The reason why Bill Murray will always refuse to work with Ron Howard: “He lost me at that moment”

There’s nobody in Hollywood quite like Bill Murray, and whether or not that’s a good or bad thing remains entirely in the eye of the beholder.

For a lot of people, he’s an influential legend of laconic comedy who deserves his place among the modern greats for his contributions to putting Saturday Night Live on the cultural map before starring in a string of hit movies, including Stripes, Caddyshack, Ghostbusters, Groundhog Day, and more.

His complete avoidance of modern technology, inability to let people contact him unless they know exactly how, and his repeated habit of showing up in the most unexpected places to do the most unexpected things have created an unpredictable and eccentric persona that’s made him a cult hero.

On the other side of the coin is his reputation for being a highly-strung and regularly difficult presence, one who’s made plenty of enemies during his four decades in the spotlight. Murray has feuded with screenwriters, directors, actors, and producers, and the evidence has been gradually mounting up that he might actually be a bit of a dickhead.

He certainly knows how to hold a grudge, anyway, after he’s carried through with his vow to never work with Ron Howard, a pledge he made in the late 1980s. It seems bizarre when the Academy Award-winning director is about the least offensive person in Hollywood, and nobody’s ever had a bad word to say about him either personally or professionally, but he pissed Murray off so much that he’s never been forgiven.
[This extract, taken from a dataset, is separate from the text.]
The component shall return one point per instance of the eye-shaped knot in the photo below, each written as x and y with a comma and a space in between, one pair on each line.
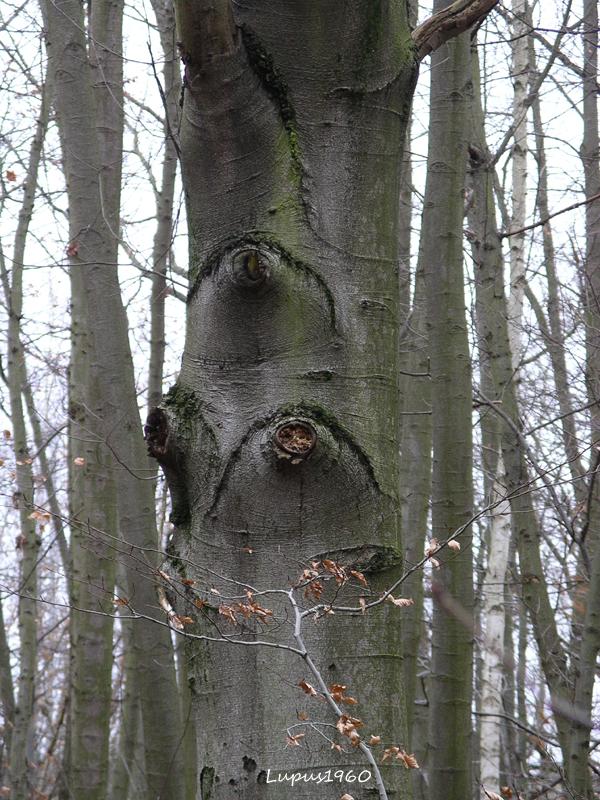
250, 267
Murray has only helmed one feature in his career, and from the sound of it, he didn’t really want to. 1990’s Quick Change is one of the more underrated entries in the star’s filmography, bombing hard at the box office after audiences proved less than receptive to the heist caper.

At the time, Howard was already an established name in the business with Splash, Cocoon, Willow, and Parenthood under his belt, and Murray was confident he was the perfect candidate to take the reins on Quick Change after his first choice, Jonathan Demme, had politely declined.

“We asked Ron Howard because Ron Howard had made something that I thought was funny,” he told GQ. “He made a funny movie back then; I can’t remember what it was. And he said he didn’t know who to root for in the script. And I was like, ‘Hooooooo’. He lost me at that moment. I’ve never gone back to him since.”

Technically, Murray and Howard have worked on the same picture since Quick Change, but they were never forced to cross paths. The former played the leading live-action role in the disastrous Osmosis Jones, while the latter voiced the animated character Tom Colonic. Beyond that, though, he’s been a man of his word and never once considered Howard as a potential creative partner.